Troy Hunt, Founder and CEO of Have I Been Pwned (HIBP), revealed in a blog post that the FBI transferred to him a list of 630 million stolen credentials to add to HIBP’s database of compromised accounts. According to Hunt, “This latest corpus of data came to us as a result of the FBI seizing multiple devices belonging to a suspect.” 

A single suspect reportedly collected all 630 million stolen credentials. If it wasn’t already clear that credentials are valuable to malicious actors, the effort this solo actor put into cumulating this data underscores this reality. 

The silver lining in this scenario is that not all of the credentials were new. However, even if a small section of the 630 million credentials were new, that still represents a notable amount of new, exposed credentials. 

“We hadn’t seen about 7.4% of them in HIBP before, which might sound small, but that’s 46 million vulnerable passwords we weren’t giving people using the service the opportunity to block,” explains Hunt. “So, we’ve added those and bumped the prevalence count on the other 584 million we already had.” 

“What’s striking isn’t just the scale,” says Matt Mills, President at SailPoint. “It’s the reminder that compromised passwords continue to create risk long after the original breach. The fact that 630 million credentials were recovered from a single individual’s devices underscores how durable and reusable identity data has become in the hands of attackers.” 

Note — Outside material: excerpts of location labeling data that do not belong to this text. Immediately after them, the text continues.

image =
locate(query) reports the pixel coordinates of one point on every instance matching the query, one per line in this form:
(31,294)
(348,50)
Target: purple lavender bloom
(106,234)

The risk of compromised credentials can linger, making them a valuable target for malicious actors. This has been shown repeatedly, with various pieces of research from earlier this year revealing targeted attempts at stealing credentials — such as credential brute forcing campaigns and an 84% year-over-year rise in phishing emails featuring infostealers.

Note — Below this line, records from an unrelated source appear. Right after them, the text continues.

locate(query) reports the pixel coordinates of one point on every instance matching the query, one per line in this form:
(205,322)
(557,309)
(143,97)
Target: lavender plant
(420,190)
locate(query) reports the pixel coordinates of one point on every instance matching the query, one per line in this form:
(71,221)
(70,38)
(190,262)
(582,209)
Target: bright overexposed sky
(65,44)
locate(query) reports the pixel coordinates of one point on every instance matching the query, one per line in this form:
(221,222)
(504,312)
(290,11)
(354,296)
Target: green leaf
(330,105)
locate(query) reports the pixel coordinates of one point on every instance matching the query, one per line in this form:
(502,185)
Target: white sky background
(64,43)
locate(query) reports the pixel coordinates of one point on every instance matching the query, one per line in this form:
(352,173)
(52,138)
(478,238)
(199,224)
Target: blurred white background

“This reinforces why organizations must treat identity as the primary control plane,” asserts Mills. “Least-privilege access, continuous access reviews, and reducing standing privileges are critical because breaches are no longer an ‘if,’ but a constant. When credentials inevitably leak, identity security determines whether attackers hit a dead end — or gain the keys to the vault.”

“Just as it’s hard to wrap your head around the scale of cybercrime, I find it hard to grasp that number fully,” remarks Hunt.